Scavengers eat dead animals but don’t break them down at the molecular level the way decomposers do. Vultures, hyenas, and certain beetles are classic examples. They occupy a unique role: they’re consumers, but they don’t hunt live prey. Many food web diagrams skip scavengers entirely, leaving a gap between “animal dies” and “decomposers break it down.” In reality, scavengers often process a carcass first, and decomposers handle what’s left. Both are essential for recycling dead organic material back into the soil.

Omnivores and Cross-Level Feeding

Simple food webs draw neat lines: plants to herbivores to carnivores. But many animals eat at more than one trophic level. Bears eat berries and salmon. Raccoons eat insects, fruit, and small mammals. These omnivores should have arrows connecting them to multiple levels, not just one. If your food web shows every animal eating from only one source, it’s missing omnivory.

This cross-level feeding is one of the things that makes a food web different from a food chain. A food chain is a single straight line. A food web is a network with overlapping connections. When omnivores are left out or oversimplified, the diagram looks more like a chain than a true web.

Nutrient Cycling Back to Producers

Many food web diagrams show arrows going in only one direction: up from producers to consumers. But a complete web is circular. When decomposers break down dead organisms, they release carbon, nitrogen, and phosphorus back into the soil or water. Producers absorb those nutrients and use them to grow, restarting the cycle. If your diagram has no arrows returning nutrients to the bottom of the web, that recycling loop is missing.

This connection between living organisms and chemical cycles is fundamental. The biological processes of growth, respiration, and waste all drive the cycling of carbon, nitrogen, and phosphorus through ecosystems. Changes in one part of the web ripple through nutrient availability for every other part. A food web that only shows “who eats whom” without showing how nutrients return to producers is telling only half the story.

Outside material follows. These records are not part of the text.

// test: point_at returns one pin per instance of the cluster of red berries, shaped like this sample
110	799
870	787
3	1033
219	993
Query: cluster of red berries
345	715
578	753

Bacteria and Microscopic Organisms

In aquatic food webs especially, an entire layer of microscopic life is often invisible. Bacteria consume dissolved organic matter in water and are themselves eaten by tiny protists, which are then eaten by larger zooplankton. This is sometimes called the microbial loop. Bacteria also remineralize organic matter, recycling nutrients that benefit phytoplankton (the aquatic equivalent of plants). Viruses, too, kill bacteria and phytoplankton in large numbers, releasing their contents back into the dissolved pool.

If you’re looking at a marine or freshwater food web that jumps from algae straight to fish, it’s missing this entire microbial layer.

How to Spot What’s Missing

Check your food web against this list:

  • Sun or energy source: Is there something powering the producers?
  • Producers: Plants, algae, or photosynthetic bacteria at the base.
  • Primary consumers: Herbivores eating producers.
  • Secondary and tertiary consumers: Carnivores and omnivores at higher levels.
  • Apex predator: A top-level consumer with no predator shown above it.
  • Decomposers: Fungi, bacteria, or detritivores breaking down dead material.
  • Scavengers: Animals that eat dead organisms before decomposers finish the job.
  • Arrows returning to producers: Nutrients cycling from decomposers back to the soil or water.
  • Omnivore connections: Animals with arrows to more than one trophic level.

Whatever is absent from that list in your diagram is your answer. In most classroom food webs, decomposers and the return of nutrients to the soil are the elements teachers expect you to identify.